A recent study has found that in middle-aged chronic neck pain patients, the presence of vertigo is highly correlated with neck stiffness. In addition, fatigue of the neck muscles disturbs standing balance.  Additionally, neck tenderness is associated with cervical vertigo in the elderly. Taken together these data suggest that neck pain, and associated joint stiffness and muscular hypertonicity and tenderness, may cause postural imbalance possibly by altering the proprioceptive input to the CNS, or its processing by the CNS, leading to dizziness. This in turn, could predispose the individual, particularly the elderly, to falls.

SMT, including joint manipulation and mobilisation, has been used clinically for neck pain by chiropractors and other health care practitioners for many years. Several studies have shown that SMT and spinal exercise regimes are significantly more effective than usual medical care in reducing neck pain. A recent systematic review has found high quality evidence for greater short term pain relief with manual therapy and exercise over exercise alone. The same review also found evidence, although of low quality, for clinically important long term improvement in pain and functional status with manual therapy and exercise compared to no treatment. Similarly, a recently reported short term effectiveness of SMT in the elderly was the first randomised controlled trial (RCT) of cervical SMT in community dwelling elderly comparing its effectiveness for chronic mechanical neck pain with home and supervised exercises; it found that the SMT and home exercise group had a statistically significant reduction in pain at the conclusion of the treatment period compared to either the home exercise alone or home exercise and supervised exercise groups.

Usual treatment of non-specific dizziness in the elderly comprises mainly of vestibular rehabilitation.  According to a recent Cochrane systematic review, there is moderate evidence to support the use of vestibular rehabilitation for vertigo and dizziness of vestibular origin, such as benign paroxysmal positional vertigo (BPPV) and Ménière’s disease.  However, non-specific dizziness is a diagnosis by exclusion, and it has no established satisfactory treatment at present. In the elderly, patients with non-specific dizziness are often diagnosed with multisensory dizziness or presbyastasis (age related decreased vestibular function) and are often inadequately treated. Nonetheless, their treatment often involves vestibular manoeuvres and vestibular rehabilitation exercises.  Vestibular rehabilitation neck exercises alone have been shown to be moderately effective for non-specific dizziness in a retrospective study of 153 elderly cases. These studies are limited by small sample sizes and variability in treatment protocols, but they do show promise for the use of neck rehabilitation exercises in treatment of non-specific dizziness, particularly in the elderly population. 

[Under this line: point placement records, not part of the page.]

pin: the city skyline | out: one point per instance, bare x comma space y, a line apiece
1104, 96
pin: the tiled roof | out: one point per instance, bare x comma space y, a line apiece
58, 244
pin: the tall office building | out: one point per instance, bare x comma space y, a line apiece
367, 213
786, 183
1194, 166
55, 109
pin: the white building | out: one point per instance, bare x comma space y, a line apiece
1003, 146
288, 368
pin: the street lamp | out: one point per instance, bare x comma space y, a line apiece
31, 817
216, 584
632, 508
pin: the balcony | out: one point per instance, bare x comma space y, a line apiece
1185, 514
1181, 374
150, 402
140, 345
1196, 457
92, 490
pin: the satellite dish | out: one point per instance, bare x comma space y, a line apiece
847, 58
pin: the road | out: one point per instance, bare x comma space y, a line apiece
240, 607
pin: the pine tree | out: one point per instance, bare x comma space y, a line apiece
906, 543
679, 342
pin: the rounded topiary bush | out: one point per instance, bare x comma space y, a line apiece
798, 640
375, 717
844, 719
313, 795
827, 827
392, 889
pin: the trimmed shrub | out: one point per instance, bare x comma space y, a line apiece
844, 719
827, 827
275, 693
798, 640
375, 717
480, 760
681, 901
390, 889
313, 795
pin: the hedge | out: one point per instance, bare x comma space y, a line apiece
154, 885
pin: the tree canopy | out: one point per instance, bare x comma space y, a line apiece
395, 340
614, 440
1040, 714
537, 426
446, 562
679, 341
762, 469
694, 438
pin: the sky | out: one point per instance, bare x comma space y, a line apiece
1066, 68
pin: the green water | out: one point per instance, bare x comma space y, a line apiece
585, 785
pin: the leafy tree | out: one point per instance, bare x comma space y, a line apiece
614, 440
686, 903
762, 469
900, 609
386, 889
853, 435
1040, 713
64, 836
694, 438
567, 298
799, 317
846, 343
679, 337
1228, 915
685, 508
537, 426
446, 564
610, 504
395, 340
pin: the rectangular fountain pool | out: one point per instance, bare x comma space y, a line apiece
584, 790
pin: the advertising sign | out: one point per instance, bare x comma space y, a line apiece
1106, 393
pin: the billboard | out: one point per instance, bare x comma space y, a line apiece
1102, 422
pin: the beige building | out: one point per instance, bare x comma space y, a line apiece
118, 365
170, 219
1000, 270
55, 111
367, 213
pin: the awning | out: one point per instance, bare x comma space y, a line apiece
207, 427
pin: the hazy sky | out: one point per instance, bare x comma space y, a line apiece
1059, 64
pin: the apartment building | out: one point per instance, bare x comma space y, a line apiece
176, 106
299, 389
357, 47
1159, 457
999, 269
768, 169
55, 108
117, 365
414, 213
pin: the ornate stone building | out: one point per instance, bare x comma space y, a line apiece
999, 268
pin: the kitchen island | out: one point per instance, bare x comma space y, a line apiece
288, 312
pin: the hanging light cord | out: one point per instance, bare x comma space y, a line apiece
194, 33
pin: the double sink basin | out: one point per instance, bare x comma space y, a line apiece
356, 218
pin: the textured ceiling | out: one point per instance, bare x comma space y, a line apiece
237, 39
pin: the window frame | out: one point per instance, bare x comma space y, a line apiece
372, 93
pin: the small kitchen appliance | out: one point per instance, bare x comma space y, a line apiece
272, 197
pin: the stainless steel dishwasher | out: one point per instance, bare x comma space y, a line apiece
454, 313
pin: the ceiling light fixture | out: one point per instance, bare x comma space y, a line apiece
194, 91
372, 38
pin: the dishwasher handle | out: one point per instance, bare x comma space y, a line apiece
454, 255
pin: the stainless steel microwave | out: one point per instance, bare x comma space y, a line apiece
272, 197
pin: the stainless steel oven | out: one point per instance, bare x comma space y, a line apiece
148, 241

There is, in fact, a growing body of preliminary evidence for physical and manual treatment of the neck for non-specific dizziness. These observations are consistent with anecdotal evidence from practitioners of SMT that some patients presenting with neck pain also report an improvement with their sense of balance. 

At present there is no satisfactory treatment for non-specific or age related dizziness. However, there is preliminary evidence that physical treatment of the neck may improve balance in neck pain patients. Therefore, it is important to examine the possible therapeutic effect of chiropractic interventions (particularly SMT) directed at the neck in treatment of this condition and prevention of falls in this subpopulation of the elderly.  

Neck pain is widely believed to be capable of compromising mechanisms of postural balance by distorting the proprioceptive input from the neck to the CNS. It is possible that integration of incongruous inputs by CNS balance centers becomes more challenging as proprioceptive visual and vestibular sensory mechanisms age. Whilst neck manipulation, a commonly practiced treatment by chiropractors, has shown effectiveness for neck pain, it has not been adequately evaluated for non-specific dizziness. However, there is encouraging preliminary data that seems to support the use of neck manipulation in treating this condition.